穢れについて話せばいいのか、それとも兵士はその辺りも承知の上でいるのか。
「そうか。そう言うのなら、俺もこれ以上は心配しない。ただ、もし厄介な相手と遭遇したら、こっちに戻ってこい。そうすれば……俺がいればだが、助けることが出来るかもしれないから。俺が言うのもなんだけど、ここは辺境だ。場合によっては高ランク……ランクAモンスターがいてもおかしくはない」
ランクAモンスター程になれば、辺境であってもそう簡単に遭遇出来る相手ではない。
だが、それは絶対にそのような相手と遭遇しないという訳でもなかった。
辺境であるが故に、ギルムからそう離れていない場所で偶然ランクAモンスターに遭遇するといったようなことになっても、おかしくはない。
レイに会いに来た兵士達は、それなりの能力はあるものの、だからといってランクAモンスターと遭遇して勝利出来るかと言われれば、レイは無理だと断言するだろう。
「分かっている。

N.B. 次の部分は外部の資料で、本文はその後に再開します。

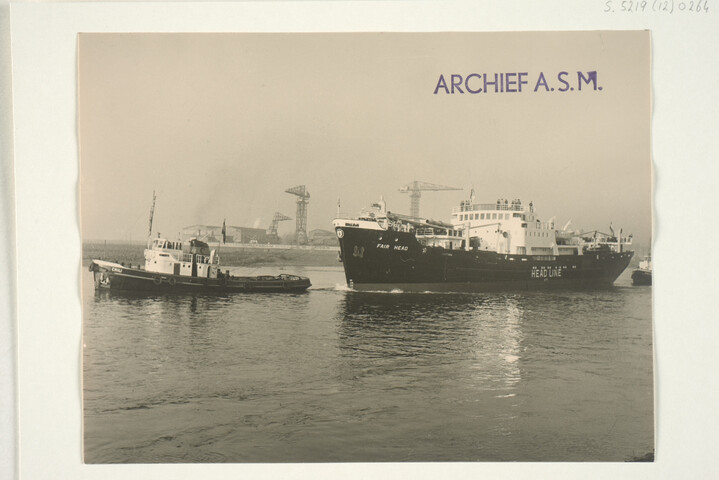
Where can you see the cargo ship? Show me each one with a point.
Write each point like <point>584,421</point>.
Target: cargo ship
<point>643,274</point>
<point>491,246</point>
<point>170,269</point>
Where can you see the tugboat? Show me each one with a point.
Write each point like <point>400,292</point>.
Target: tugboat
<point>643,274</point>
<point>501,245</point>
<point>171,269</point>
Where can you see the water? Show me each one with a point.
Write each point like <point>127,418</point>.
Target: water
<point>335,376</point>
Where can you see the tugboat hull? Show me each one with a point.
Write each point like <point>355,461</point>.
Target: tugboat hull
<point>641,277</point>
<point>389,260</point>
<point>118,278</point>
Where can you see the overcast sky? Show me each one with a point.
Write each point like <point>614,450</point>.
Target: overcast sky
<point>220,125</point>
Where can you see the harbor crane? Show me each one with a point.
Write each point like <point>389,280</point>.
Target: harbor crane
<point>415,190</point>
<point>303,198</point>
<point>272,229</point>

もし手に負えない相手が出た場合は、レイに頼らせて貰うよ。……じゃあ、取りあえず手紙の件を頼む。戻ってくるまで待ってるから」
そう言う兵士に頷き、レイは妖精郷の中に戻る。
なお、好奇心からレイと一緒に来た妖精はまだもう少しレイ以外の者達……兵士達を見たいと思ったのか、その場に残るのだった。
「手紙、ですか。……では、拝見させて貰います」
そう言い、長はレイから手紙を受け取ると、そのまま開ける。
ペーパーナイフのような物を使って開けたのではなく、サイコキネシスに似た力……数多の見えない腕と呼ばれる理由になったその力を振るったのだ。

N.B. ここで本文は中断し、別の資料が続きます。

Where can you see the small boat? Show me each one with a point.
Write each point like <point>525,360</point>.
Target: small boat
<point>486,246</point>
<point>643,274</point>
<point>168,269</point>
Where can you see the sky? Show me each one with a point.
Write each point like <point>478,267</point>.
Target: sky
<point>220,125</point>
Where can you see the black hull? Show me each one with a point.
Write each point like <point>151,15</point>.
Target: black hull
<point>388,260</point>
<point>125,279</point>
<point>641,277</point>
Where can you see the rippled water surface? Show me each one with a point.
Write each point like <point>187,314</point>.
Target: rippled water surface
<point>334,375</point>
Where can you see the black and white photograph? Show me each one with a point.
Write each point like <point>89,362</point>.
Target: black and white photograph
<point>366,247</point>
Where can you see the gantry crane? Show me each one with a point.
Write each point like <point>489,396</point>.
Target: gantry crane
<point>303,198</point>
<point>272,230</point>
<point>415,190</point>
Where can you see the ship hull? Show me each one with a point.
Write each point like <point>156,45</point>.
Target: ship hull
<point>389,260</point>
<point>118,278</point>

それも封筒を破くのではなく、上の部分を鋭利な刃で斬り裂くかのような手段で。
それが普通でないのは、レイの目からもはっきりと分かる。
だが、今まで長が同じようなことをするのは、何度も見ていた。
今更この程度で驚くようなことはない。
自分よりも大きな手紙を、こちらもまた空中に広げたまま動かさずに読んでいく。
若干その手紙の内容が気になったレイだったが、一応兵士から書いてある内容のことは大体聞いている。
それでも自分の知らない何かが書かれているのでは?
そのように思わないでもない。
……だからといって、まさか手紙の内容を盗み見るなどといったことをする訳にもいかない。
結局レイが出来るのは、長が手紙を読み終わるまでセトを撫でながら時間を潰すだけだ。
「ワン!」
不意に聞こえた声に視線を向けると、そこには狼の子供達……いや、二匹のピクシーウルフの姿があった。
「グルゥ?」
ピクシーウルフを見て、セトが遊んできてもいい? と喉を鳴らす。
レイは今は特にやることもないので、セトに頷くのだった。